取材リポート 自転車人気の火付け役
青少年サイクリングのつどい

自転車人気の火付け役 青少年サイクリングのつどい
※この記事は、新型コロナウイルス感染拡大の影響で取材活動が行えないことから、過去の取材記事(ライオン誌2016年11月号クラブ・リポート)に最新情報を加え再編集したものです

2020年4月3日、国土交通省は企業活動における自転車通勤や業務利用を拡大することを目的に「自転車通勤推進企業」宣言プロジェクトの創設を発表した。自転車通勤を積極的に推進する企業を募集し、自転車活用推進本部長(国土交通大臣)が認定する制度で、認定を受ければ国のホームページなどで紹介される他、認定の公式ロゴを使い「環境負荷軽減や従業員の健康増進に取り組んでいる企業」として広報が出来るなどのメリットがある。従業員にとっても、企業や団体が自転車通勤のサポートをしてくれるので、通勤の選択肢が増える利点がある。政府が3月28日に発表した新型コロナウイルス感染症対策の基本的対処方針でも、テレワークが難しく、出勤せざるを得ない場合は「時差出勤、自転車通勤等の人との接触を低減する取り組み」が推奨されている。今後、自転車通勤が当たり前のように通勤の選択肢に入ってくる時代が訪れるかもしれない。

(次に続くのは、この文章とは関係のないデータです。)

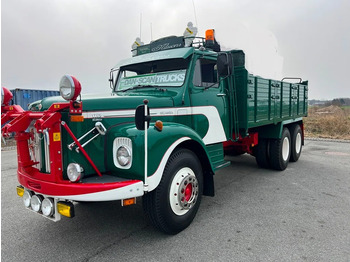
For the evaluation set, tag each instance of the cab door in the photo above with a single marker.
(208, 102)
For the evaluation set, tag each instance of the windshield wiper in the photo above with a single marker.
(134, 87)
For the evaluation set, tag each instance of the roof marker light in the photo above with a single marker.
(70, 87)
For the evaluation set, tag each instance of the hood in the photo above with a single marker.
(113, 101)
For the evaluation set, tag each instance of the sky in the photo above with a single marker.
(41, 40)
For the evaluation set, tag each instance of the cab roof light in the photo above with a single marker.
(210, 35)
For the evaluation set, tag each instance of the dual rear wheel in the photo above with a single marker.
(276, 153)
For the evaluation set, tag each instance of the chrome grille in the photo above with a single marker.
(39, 149)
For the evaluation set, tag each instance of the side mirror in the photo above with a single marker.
(140, 117)
(224, 64)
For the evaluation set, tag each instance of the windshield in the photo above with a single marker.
(169, 73)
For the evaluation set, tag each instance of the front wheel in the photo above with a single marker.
(172, 206)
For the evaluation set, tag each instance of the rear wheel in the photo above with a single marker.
(296, 135)
(261, 152)
(280, 151)
(172, 206)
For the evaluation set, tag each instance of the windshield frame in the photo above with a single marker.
(140, 70)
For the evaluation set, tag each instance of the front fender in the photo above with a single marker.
(161, 144)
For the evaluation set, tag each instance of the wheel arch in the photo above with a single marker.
(189, 140)
(208, 173)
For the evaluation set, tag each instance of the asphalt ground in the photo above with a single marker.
(300, 214)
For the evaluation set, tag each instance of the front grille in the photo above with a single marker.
(39, 149)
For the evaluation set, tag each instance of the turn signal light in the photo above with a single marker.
(77, 118)
(65, 209)
(20, 191)
(129, 201)
(159, 125)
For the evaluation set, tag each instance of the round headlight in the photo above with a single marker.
(47, 207)
(35, 202)
(123, 156)
(27, 195)
(74, 172)
(70, 87)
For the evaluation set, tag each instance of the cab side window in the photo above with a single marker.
(205, 73)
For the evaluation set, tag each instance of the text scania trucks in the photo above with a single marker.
(176, 108)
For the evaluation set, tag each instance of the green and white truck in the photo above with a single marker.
(174, 112)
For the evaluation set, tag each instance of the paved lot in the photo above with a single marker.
(301, 214)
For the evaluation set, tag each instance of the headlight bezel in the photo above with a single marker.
(74, 172)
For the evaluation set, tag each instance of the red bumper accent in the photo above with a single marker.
(68, 188)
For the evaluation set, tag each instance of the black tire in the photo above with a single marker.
(172, 206)
(280, 151)
(261, 152)
(297, 140)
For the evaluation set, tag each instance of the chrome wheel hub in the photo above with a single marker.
(183, 191)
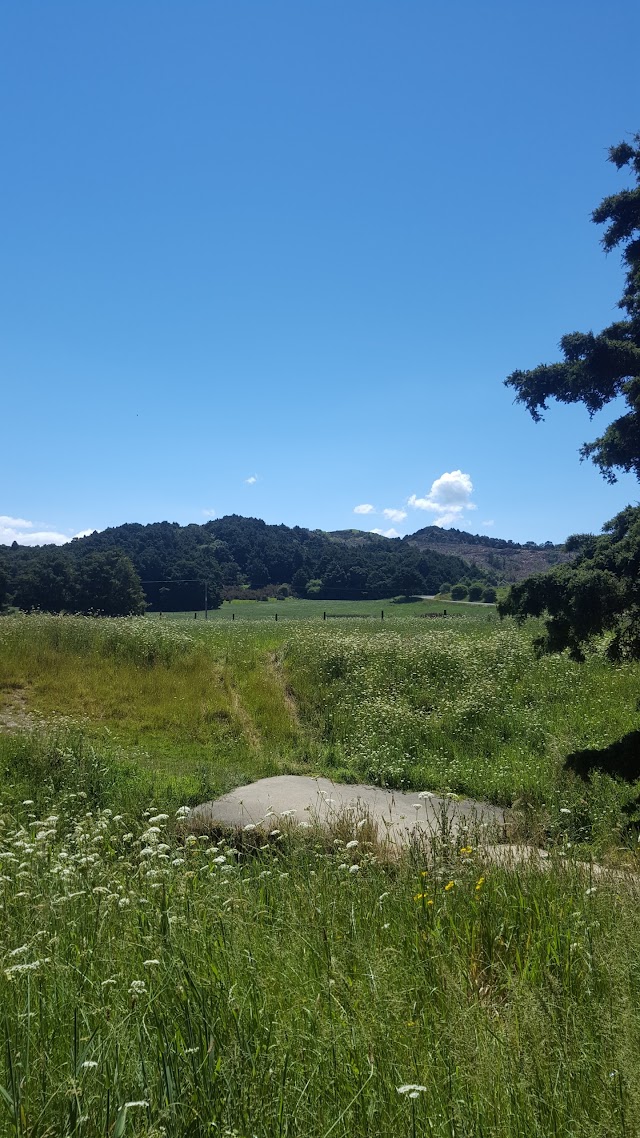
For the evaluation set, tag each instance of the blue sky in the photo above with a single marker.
(277, 257)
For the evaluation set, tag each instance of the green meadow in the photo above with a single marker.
(160, 982)
(294, 609)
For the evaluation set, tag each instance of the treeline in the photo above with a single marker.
(172, 563)
(436, 534)
(64, 580)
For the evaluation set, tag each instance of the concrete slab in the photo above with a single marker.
(305, 800)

二輪自転車は1813年にドイツで発明され、85年にイギリスで現代の⾃転⾞の原型である安全⾃転⾞が発売されると、同時期に日本への輸入が始まり、90年には宮田製銃所が国産第1号の安全自転車を生産している。86年には帝国大学の教員らが「自転車会」というクラブを設立するなど余暇にサイクリングを楽しむ人も現れた。現在、日本の自転車の普及率は世界的に見ても高い。2005年の状況では国民1.5人当たり1台が保有されており、1人1台以上を保有しているオランダ、ドイツ(1.2人に1台)などに次いで世界では6番目ほどの普及率となっている。アメリカ(2.2人に1台)やフランス(2.6人に1台)に加え、自転車大国のイメージがある中国(3.2人に1台)も上回る自転車大国である。一方、ここ15年ほどでスポーツ自転車の販売台数が3倍になるなど、日常使いだけではなく、サイクリングなどレジャー面での需要も高まっている。また、14年にアメリカのケーブルテレビCNNが「7 best bike routes in the world(世界7大サイクリングコース)」に日本のしまなみ海道を選定するなど海外からサイクリングを目的に日本を訪れる人も増えている。こうした状況を踏まえ、国土交通省ではサイクリングロードの整備や、ナショナルサイクルルートの創設などを進めている。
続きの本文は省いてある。